South Africa’s Ramaphosa defends judiciary after Zuma attacks

0
78
BRUSSELS, BELGIUM - NOVEMBER 15; 2018: President of South Africa Matamela Cyril Ramaphosa is talking to media at the end of an EU - South-Africa Summit meeting on climate change, migration to trade and security, in the Europa, the EU Council headquarter on November 15, 2018. (Photo by Thierry Monasse/Getty Images)
FILE PHOTO: President of South Africa Matamela Cyril Ramaphosa. (Photo by Thierry Monasse/Getty Images)

President Cyril Ramaphosa on Monday slammed attacks on South Africa’s judiciary after his beleaguered predecessor Jacob Zuma, under scrutiny for alleged graft, accused judges of political bias.

Zuma, 78, has repeatedly snubbed a judicial panel probing the plunder of state coffers during his 2009-18 rule.

He risks jail time if found guilty of contempt of court for ignoring last week a Constitutional Court order to appear before the panel.

In a 12-page statement last week, Zuma accused the panel’s chair, Deputy Chief Justice Raymond Zondo, of “political propaganda.”

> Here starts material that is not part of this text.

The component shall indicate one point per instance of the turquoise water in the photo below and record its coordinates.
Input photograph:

“Some judges… have assisted the incumbent president to hide from society what on the face of it seem to be bribes obtained in order to win an internal ANC election,” he added, without giving names.

Ramaphosa said such attacks, without evidence or being referred to relevant authorities, were “deeply disturbing” and could erode trust in the judiciary and constitutional order.

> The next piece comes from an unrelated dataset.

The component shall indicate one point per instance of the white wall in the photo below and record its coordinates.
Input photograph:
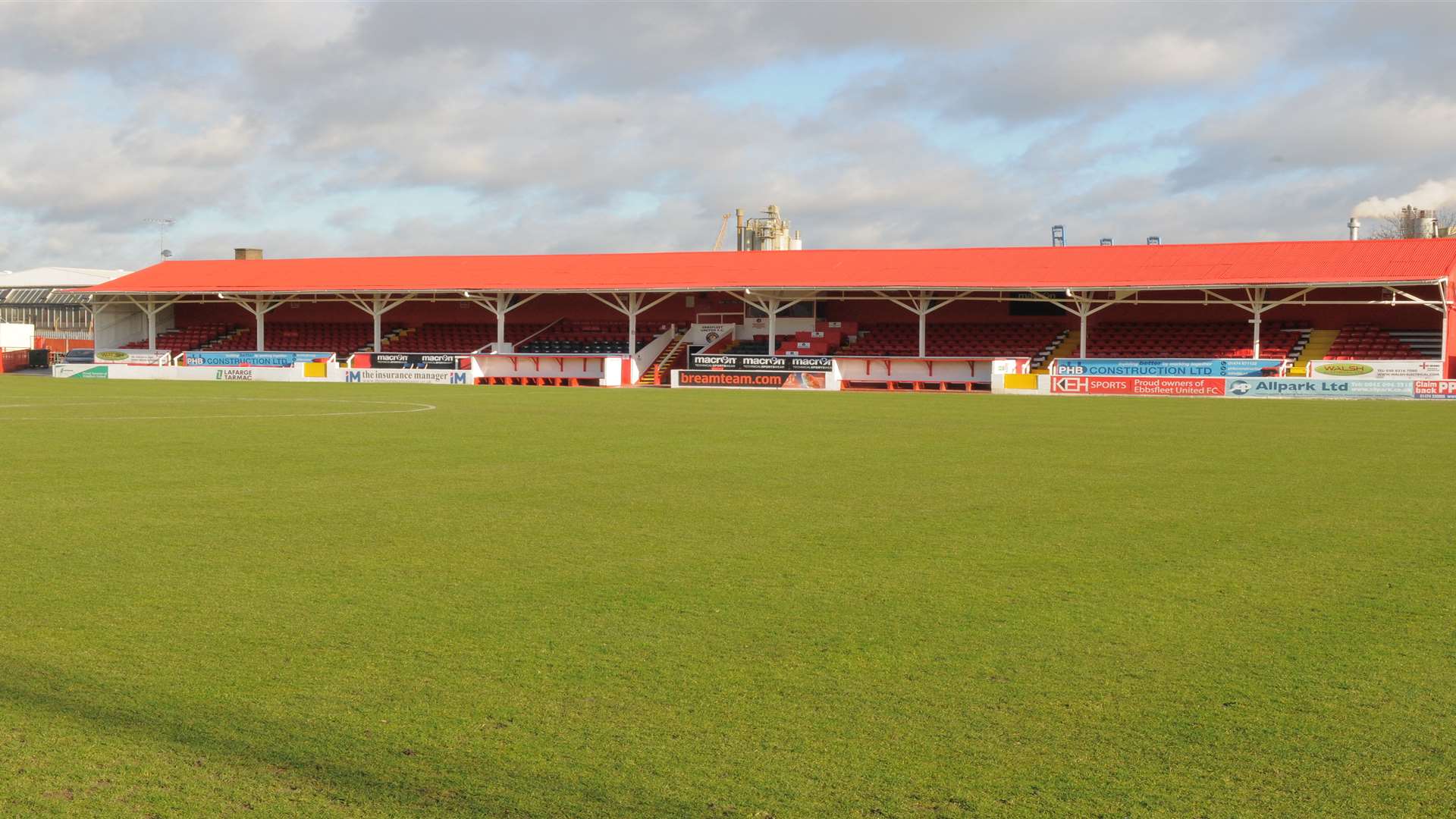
(854, 369)
(17, 335)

“We should… be concerned when those who occupy prominent positions in society make statements that demonstrate a disdain for the basic principles of our constitution and the institutions established to defend our democracy,” said Ramaphosa in his weekly newsletter.

Ramaphosa said the attacks should not be taken lightly and warned those who make them of possible consequences.

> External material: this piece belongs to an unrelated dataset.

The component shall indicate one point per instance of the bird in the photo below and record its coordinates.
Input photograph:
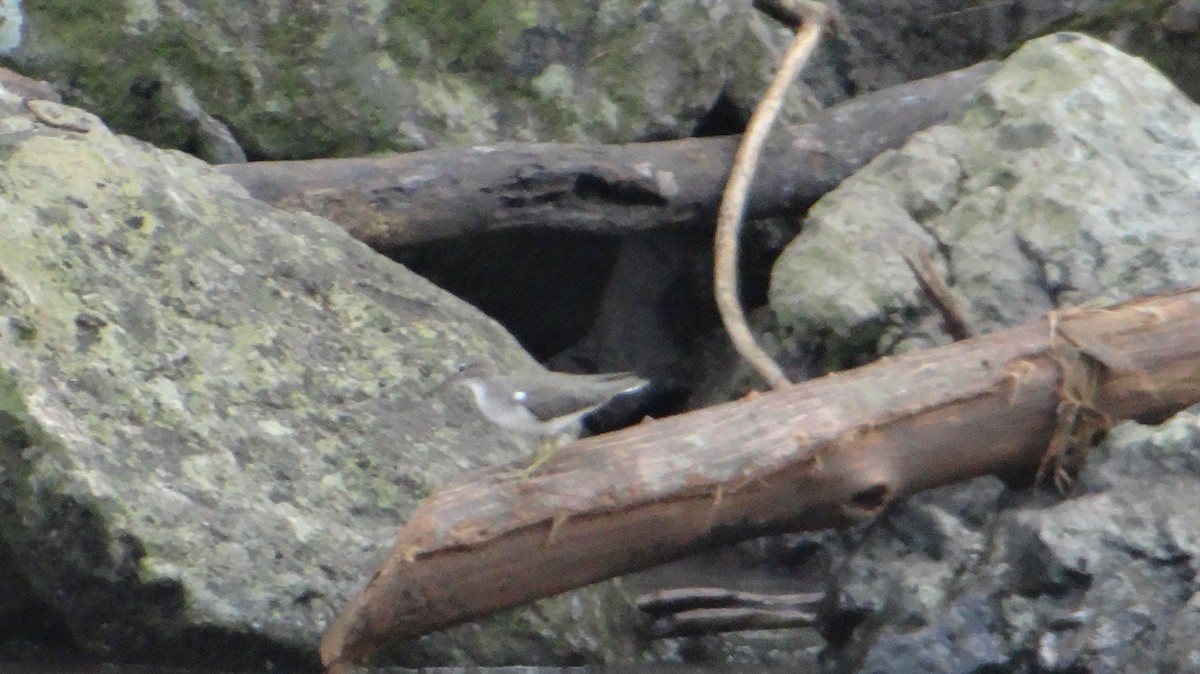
(549, 404)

There has been a growing push, including from within ruling African National Congress (ANC), to compel the ex-leader to obey court orders.

ANC’s top leadership is reportedly lining up a meeting with Zuma to resolve the impasse with the anti-graft commission.

On Tuesday he is due in court for an unrelated other corruption case dating back more than 20 years when he was deputy president, and in which he is accused of taking bribes of four million rands ($220,000/200,000 euros) in a $3.4-billion arms deal with French aerospace giant Thales.

Zuma was forced to resign in 2018 over mounting graft scandals.